Besides the presence of charismatic megafauna, a wide range of other characteristics underpin nature-based tourism in protected areas15, 16. These include factors such as broader biodiversity (e.g. species richness17; threatened species and habitat types18; less charismatic biodiversity11, 19) and aesthetic of landscape (e.g. vegetation quality20). Geographical factors, such as accessibility (e.g. travel time15; trails and roads21), or degree of human influence (e.g. cultural landscapes20; overcrowding19) are also considered important. Furthermore, the socio-economic conditions of a country (e.g. political stability) also affect ecotourism visitation22, 23.

Thus far, studies assessing factors affecting tourists’ visitation patterns have focused on protected area visitation statistics15, 23. However, information about visitor numbers are generally costly (e.g. through survey-based methods) or difficult to collect (e.g. most parks are open access for recreation)5. Therefore, this information is often available only for few, well-known, protected areas.
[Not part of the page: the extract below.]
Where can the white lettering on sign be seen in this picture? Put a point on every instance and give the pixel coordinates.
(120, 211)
Alternatively, social media are increasingly being used as a cost-effective and rapid way to explore tourists’ visitation patterns24,25,26 or hotspots of human activities27. While data on visitor numbers can be scarce5, social media data are widespread and can, in some cases, be used as a proxy for tourism visitation rates24, 27. Therefore, data from social media can potentially be used as a new way to investigate which factors affect protected area attractiveness at continental or even global level. This is the challenge we addressed here.

In this study, we explored which socio-economic, geographical and biological factors explain social media use in sub-Saharan protected areas. Particularly, we were interested in understanding whether the number of charismatic species was an important contributor to social media usage in protected area. To do this, we used georeferenced Instagram pictures, posted within sub-Saharan African protected areas during 2015 to explore the effect of potential biological (i.e. richness of charismatic megafauna, richness of other biodiversity, vegetation cover), geographical (i.e. accessibility, elevation, population density) and socio-economic (i.e. Human Development Index [HDI]) factors on the density of active users, posts and likes (see framework in Fig. 1). In particular, we used generalized linear models with site- and country-level deviations to explore 1) which protected area and country level factors affect the use of social media; and 2) whether different explanatory variables explained the three response variables (i.e. the density of users, posts and likes). A total of 969 protected areas located in 41 countries (Table S1 in Appendix S1), for which social media data were available, were included in the analysis (Fig. 1). For almost half of the countries, we mined social media from protected areas covering ≥ 50% of the total area designated as protected (Figure S1 in Appendix S1). A total of 92,832 posts, posted by 55,756 active users, and liked 6,373,836 times were analyzed.

Figure 1
figure 1

Logical framework of the study. For each protected area with data available from social media, biological (green arrows), geographical (orange arrows) and country level (blue arrow) attributes were also obtained and used in the generalized linear model as explanatory variables. Maps were created in QGIS 2.8.1 (URL All images were generated by the authors.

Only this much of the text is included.